Unnamed: 0,id,ad,education,ofjobs,yearsexp,honors,volunteer,military,empholes,occupspecific,...,compreq,orgreq,manuf,transcom,bankreal,trade,busservice,othservice,missind,ownership
0,b,1,4,2,6,0,0,0,1,17,...,1.0,0.0,1.0,0.0,0.0,0.0,0.0,0.0,0.0,
1,b,1,3,3,6,0,1,1,0,316,...,1.0,0.0,1.0,0.0,0.0,0.0,0.0,0.0,0.0,
2,b,1,4,1,6,0,0,0,0,19,...,1.0,0.0,1.0,0.0,0.0,0.0,0.0,0.0,0.0,
3,b,1,3,4,6,0,1,0,1,313,...,1.0,0.0,1.0,0.0,0.0,0.0,0.0,0.0,0.0,
4,b,1,3,3,22,0,0,0,0,313,...,1.0,1.0,0.0,0.0,0.0,0.0,0.0,1.0,0.0,Nonprofit


In [73]:
# Desriptive statistic for the black and white groups created based on the rate of callbacks for resumes 
black = data[data.race=='b']
white = data[data.race=='w']

n_b = len(black)
mean_b = black.call.mean()
std_b = black.call.std()
sem_b = black.call.sem()
skewness_b = black.call.skew()
print('Black group')
print('n: ', n_b)
print('Mean: ', mean_b)
print('SD: ', std_b)
print('SE: ', sem_b)
print('Skewness: ', skewness_b)
print('--------------------------')

n_w = len(white)
mean_w = white.call.mean()
std_w = white.call.std()
sem_w = white.call.sem()
skewness_w = white.call.skew()
print('White group')
print('n: ', n_w)
print('Mean: ', mean_w)
print('SD: ', std_w)
print('SE: ', sem_w)
print('Skewness: ', skewness_w)

Black group
n:  2435
Mean:  0.0644763857126236
SD:  0.24564945697784424
SE:  0.00497813117346
Skewness:  3.5488
--------------------------
White group
n:  2435
Mean:  0.09650924056768417
SD:  0.2953455150127411
SE:  0.00598523067594
Skewness:  2.73454


### Statistic test
Both group sample distributions are only slightly skewed and are not normal. Therefore, the Mann-Whitney U-test, a nonparametric equivalent of the two sample t-test, will be used. While the t-test makes an assumption about the distribution of a population (i.e. that the sample came from a t-distributed population), the Mann Whitney U-test makes no such assumption.

### Null hypothesis

The null hypothesis for the test is that the probability is 50% that resumes randomly chosen from first and second groups will have 0 and 0 or 1 and 1 call values, respectively. The alternate hypothesis is that resumes randomly chosen from first and second groups will have 1 and 0 or 0 and 1 call values, respectively.

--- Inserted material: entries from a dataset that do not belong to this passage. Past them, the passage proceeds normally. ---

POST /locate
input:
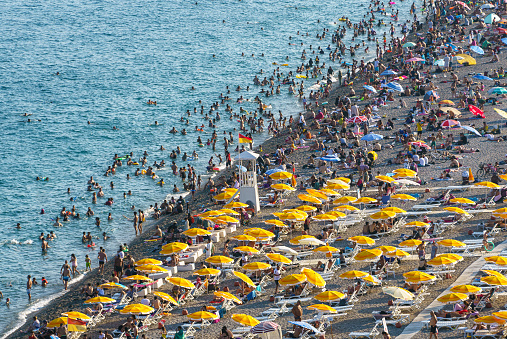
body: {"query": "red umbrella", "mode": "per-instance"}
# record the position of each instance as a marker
(357, 120)
(476, 111)
(450, 124)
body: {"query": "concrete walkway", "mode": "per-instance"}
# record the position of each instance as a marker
(465, 278)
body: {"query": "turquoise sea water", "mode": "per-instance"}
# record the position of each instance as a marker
(112, 57)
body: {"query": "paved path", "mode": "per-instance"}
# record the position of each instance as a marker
(465, 278)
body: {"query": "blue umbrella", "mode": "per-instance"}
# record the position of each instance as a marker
(370, 88)
(388, 72)
(305, 325)
(481, 77)
(477, 50)
(372, 137)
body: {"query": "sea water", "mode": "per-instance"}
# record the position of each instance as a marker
(84, 67)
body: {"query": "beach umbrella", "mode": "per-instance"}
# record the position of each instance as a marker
(372, 254)
(292, 280)
(309, 198)
(398, 293)
(466, 289)
(450, 123)
(236, 204)
(207, 271)
(471, 129)
(265, 327)
(370, 88)
(149, 261)
(281, 175)
(452, 298)
(244, 278)
(478, 50)
(451, 243)
(388, 72)
(313, 277)
(150, 269)
(372, 137)
(279, 258)
(256, 266)
(137, 309)
(353, 275)
(181, 282)
(195, 231)
(245, 319)
(499, 260)
(99, 300)
(219, 260)
(362, 240)
(246, 249)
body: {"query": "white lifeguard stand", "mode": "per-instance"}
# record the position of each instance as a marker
(248, 191)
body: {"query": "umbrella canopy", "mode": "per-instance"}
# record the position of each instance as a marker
(398, 293)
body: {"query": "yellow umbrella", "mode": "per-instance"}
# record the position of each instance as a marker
(207, 271)
(228, 296)
(57, 322)
(417, 276)
(244, 278)
(194, 232)
(417, 224)
(166, 297)
(382, 215)
(410, 243)
(282, 175)
(329, 296)
(353, 275)
(228, 211)
(173, 247)
(98, 300)
(403, 197)
(486, 184)
(394, 209)
(362, 240)
(181, 282)
(256, 266)
(365, 200)
(219, 259)
(279, 258)
(452, 298)
(441, 261)
(322, 308)
(313, 277)
(149, 261)
(246, 249)
(465, 289)
(282, 187)
(137, 277)
(243, 237)
(76, 315)
(306, 208)
(451, 243)
(497, 260)
(462, 201)
(309, 198)
(344, 200)
(137, 309)
(245, 320)
(368, 254)
(235, 204)
(292, 280)
(150, 269)
(495, 280)
(202, 315)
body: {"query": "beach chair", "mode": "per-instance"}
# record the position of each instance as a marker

### Assumptions for the Mann Whitney U-test:

- the sample groups are independent
- the two group sample distributions are not normal, but are skewed in the same direction

In [67]:
# Creating lists
call_b = sorted(black.call)
call_w = sorted(white.call)

In [80]:
# Calculing confidence intervals with a confidence level of 95%
low, high = stats.norm.interval(0.95, loc=mean_b, scale=sem_b)
margerr = high - mean_b
print('Confidence intervals for the black group: ', low, '-', high)
print('Margin of error for the black group: ', margerr)

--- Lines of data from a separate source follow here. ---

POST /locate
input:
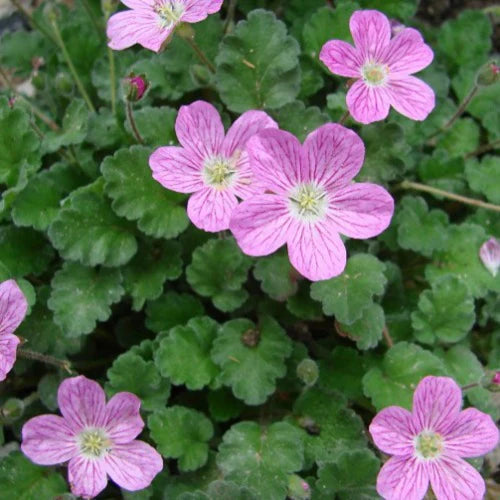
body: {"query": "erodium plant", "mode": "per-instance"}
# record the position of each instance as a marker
(249, 250)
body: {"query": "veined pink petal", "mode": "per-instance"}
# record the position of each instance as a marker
(368, 104)
(199, 129)
(210, 208)
(275, 158)
(453, 478)
(48, 440)
(197, 10)
(133, 466)
(332, 156)
(247, 125)
(87, 477)
(8, 348)
(393, 431)
(341, 58)
(123, 421)
(436, 403)
(261, 224)
(403, 478)
(13, 306)
(316, 250)
(411, 97)
(360, 210)
(472, 434)
(371, 32)
(177, 169)
(82, 403)
(407, 53)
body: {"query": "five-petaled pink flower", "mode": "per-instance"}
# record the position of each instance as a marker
(97, 438)
(309, 199)
(382, 68)
(151, 22)
(213, 167)
(429, 442)
(13, 306)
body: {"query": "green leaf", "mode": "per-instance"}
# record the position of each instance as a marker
(251, 358)
(184, 355)
(37, 205)
(145, 274)
(137, 196)
(347, 295)
(172, 309)
(74, 127)
(86, 229)
(131, 373)
(23, 480)
(258, 65)
(261, 458)
(420, 229)
(218, 270)
(182, 433)
(403, 366)
(445, 313)
(81, 296)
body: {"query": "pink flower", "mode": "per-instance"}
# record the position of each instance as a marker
(213, 167)
(151, 22)
(309, 199)
(97, 438)
(382, 68)
(13, 306)
(490, 255)
(428, 444)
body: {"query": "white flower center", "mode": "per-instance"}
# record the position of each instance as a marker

low, high = stats.norm.interval(0.95, loc=mean_w, scale=sem_w)
margerr = high - mean_w
print('Confidence intervals for the white group: ', low, '-', high)
print('Margin of error for the white group: ', margerr)

Confidence intervals for the black group:  0.0547194279023 - 0.0742333435229
Margin of error for the black group:  0.0097569578103
Confidence intervals for the white group:  0.0847784040037 - 0.108240077132
Margin of error for the white group:  0.011730836564


In [75]:
# Null hypothesis test - Mann-Whitney U-test (nonparametric test)
u, p = stats.mannwhitneyu(call_b, call_w)
print('z-score: ', u)
print('p-value: ', p)

z-score:  2869647.5
p-value:  1.99577095968e-05


### Conclusion:

The null hypothesis is rejected, since p-value is significantly smaller than 0.05. Therefore, in the context of the original problem, the above analysis means that race suggested by name plays an important role in callback success. White people have an advantage over black people in the hiring process in U.S.